# 8.7: Ideal Impulse Response of an Undamped Second Order System

The ODE for a standard undamped 2nd order system is $$\ddot{x}+\omega_{n}^{2} x=\omega_{n}^{2} u(t)$$. Let the input function be the ideal impulse, $$u(t)=I_{U} \delta(t)$$, and let the pre-impulse initial conditions be $$x\left(0^{-}\right) \equiv x_{0}$$, $$\dot{x}\left(0^{-}\right) \equiv \dot{x}_{0}$$. Just as for the 1st order system with ideal-impulse excitation in Section 8.5, we will solve the present problem by the conventional Laplace-transform approach. Note that we will use the second derivative form of Equation 8.6.4: $$L[\ddot{f}]=s^{2} F(s)-s f\left(0^{-}\right)-\dot{f}\left(0^{-}\right)$$. With $$L[\delta(t)]=1$$ from Equation 8.4.6, the steps of the solution are:

$L[\mathrm{ODE}]: \quad s^{2} X(s)-s x_{0}-\dot{x}_{0}+\omega_{n}^{2} X(s)=b U(s)=\omega_{n}^{2} I_{U} \times 1$

$\Rightarrow \quad X(s)=\frac{\omega_{n}^{2} I_{U}+\dot{x}_{0}+s x_{0}}{s^{2}+\omega_{n}^{2}}=\left(\omega_{n} I_{U}+\frac{\dot{x}_{0}}{\omega_{n}}\right) \frac{\omega_{n}}{s^{2}+\omega_{n}^{2}}+x_{0} \frac{s}{s^{2}+\omega_{n}^{2}}\label{eqn:8.25}$

$\Rightarrow \quad x(t)=\left(\omega_{n} I_{U}+\frac{\dot{x}_{0}}{\omega_{n}}\right) \sin \omega_{n} t+x_{0} \cos \omega_{n} t, t \geq 0^{+}\label{eqn:8.26}$

At the risk of being excessively repetitive, we emphasize that the discussions in Sections 8.5 and 8.6 show that response Equation $$\ref{eqn:8.26}$$ is the post-impulse solution, certainly valid mathematically for $$t \geq 0^{+}$$, but not necessarily correct, in particular, for the pre-impulse initial conditions at $$t=0^-$$.

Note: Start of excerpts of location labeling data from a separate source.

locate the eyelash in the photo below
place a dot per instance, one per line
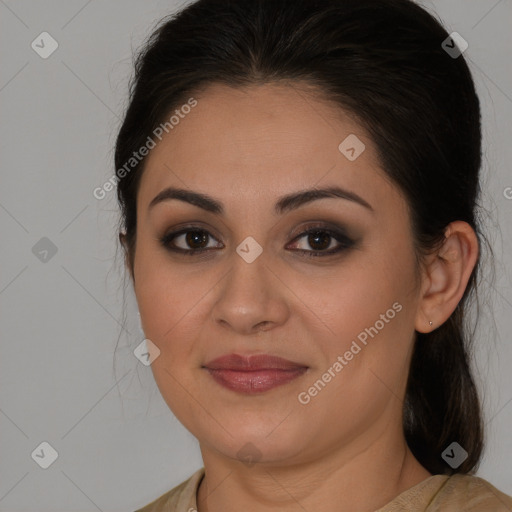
(344, 241)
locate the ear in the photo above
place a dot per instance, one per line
(127, 262)
(446, 275)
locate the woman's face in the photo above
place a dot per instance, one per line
(340, 303)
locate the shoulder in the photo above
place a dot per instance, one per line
(179, 499)
(471, 494)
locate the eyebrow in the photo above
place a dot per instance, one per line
(284, 204)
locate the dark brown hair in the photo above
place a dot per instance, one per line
(382, 61)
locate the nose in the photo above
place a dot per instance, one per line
(251, 298)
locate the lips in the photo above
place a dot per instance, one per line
(253, 374)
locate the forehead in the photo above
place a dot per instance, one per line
(257, 142)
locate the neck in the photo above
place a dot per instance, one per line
(364, 480)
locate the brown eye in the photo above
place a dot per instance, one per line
(188, 241)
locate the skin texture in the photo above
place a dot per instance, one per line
(345, 449)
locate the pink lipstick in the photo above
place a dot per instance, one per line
(253, 374)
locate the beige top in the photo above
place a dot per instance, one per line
(438, 493)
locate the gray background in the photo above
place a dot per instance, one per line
(119, 447)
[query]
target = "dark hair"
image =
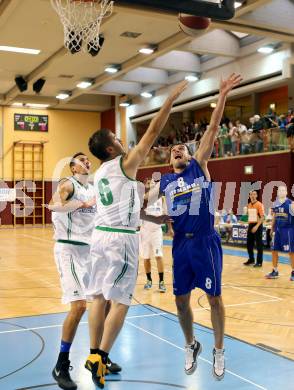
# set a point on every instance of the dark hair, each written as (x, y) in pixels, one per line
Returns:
(180, 143)
(98, 143)
(72, 161)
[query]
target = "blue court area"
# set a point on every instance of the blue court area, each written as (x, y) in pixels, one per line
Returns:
(150, 349)
(237, 251)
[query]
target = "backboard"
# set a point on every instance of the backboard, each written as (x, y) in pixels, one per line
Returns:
(214, 9)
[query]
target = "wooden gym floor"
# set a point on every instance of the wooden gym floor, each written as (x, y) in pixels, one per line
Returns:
(258, 311)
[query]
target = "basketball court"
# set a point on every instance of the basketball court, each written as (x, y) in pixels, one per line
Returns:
(112, 64)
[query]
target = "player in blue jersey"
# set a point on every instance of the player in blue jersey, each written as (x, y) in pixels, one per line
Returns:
(282, 231)
(197, 253)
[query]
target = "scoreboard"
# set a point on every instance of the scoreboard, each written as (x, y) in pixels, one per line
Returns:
(26, 122)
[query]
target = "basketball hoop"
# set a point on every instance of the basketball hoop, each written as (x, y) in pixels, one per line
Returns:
(81, 21)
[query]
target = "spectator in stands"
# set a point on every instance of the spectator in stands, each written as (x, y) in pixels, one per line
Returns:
(230, 220)
(235, 138)
(290, 135)
(254, 232)
(256, 137)
(225, 140)
(282, 123)
(218, 222)
(244, 139)
(268, 225)
(290, 115)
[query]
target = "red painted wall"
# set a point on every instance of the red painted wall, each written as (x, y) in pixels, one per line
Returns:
(266, 168)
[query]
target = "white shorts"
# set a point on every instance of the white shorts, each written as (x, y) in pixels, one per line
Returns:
(151, 243)
(74, 265)
(115, 258)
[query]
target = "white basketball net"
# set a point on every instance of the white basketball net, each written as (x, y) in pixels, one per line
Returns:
(81, 21)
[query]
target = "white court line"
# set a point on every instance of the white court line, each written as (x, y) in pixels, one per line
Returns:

Solution Equation $$\ref{eqn:8.26}$$ holds for a general undamped 2nd order system; let us adapt it specifically to a mass-spring system, with zero initial conditions, that is hit by an ideal impulse of force having magnitude $$I_{F}$$, with units, for example, of N-s or lb-s. From Equation 7.1.4, we find

$u(t)=f_{x}(t) / k \Rightarrow I_{U} \delta(t)=I_{F} \delta(t) / k \Rightarrow I_{U}=I_{F} / k\label{eqn:8.27}$

So, for translational motion $$x(t)$$ of the mass, Equation $$\ref{eqn:8.26}$$ with zero initial conditions becomes (recall $$k=m \omega_{n}^{2}$$)

$x(t)=\omega_{n} \frac{I_{F}}{k} \sin \omega_{n} t=\frac{I_{F}}{m \omega_{n}} \sin \omega_{n} t\label{eqn:8.28}$

Figure $$\PageIndex{1}$$ shows a few cycles of response Equation $$\ref{eqn:8.28}$$.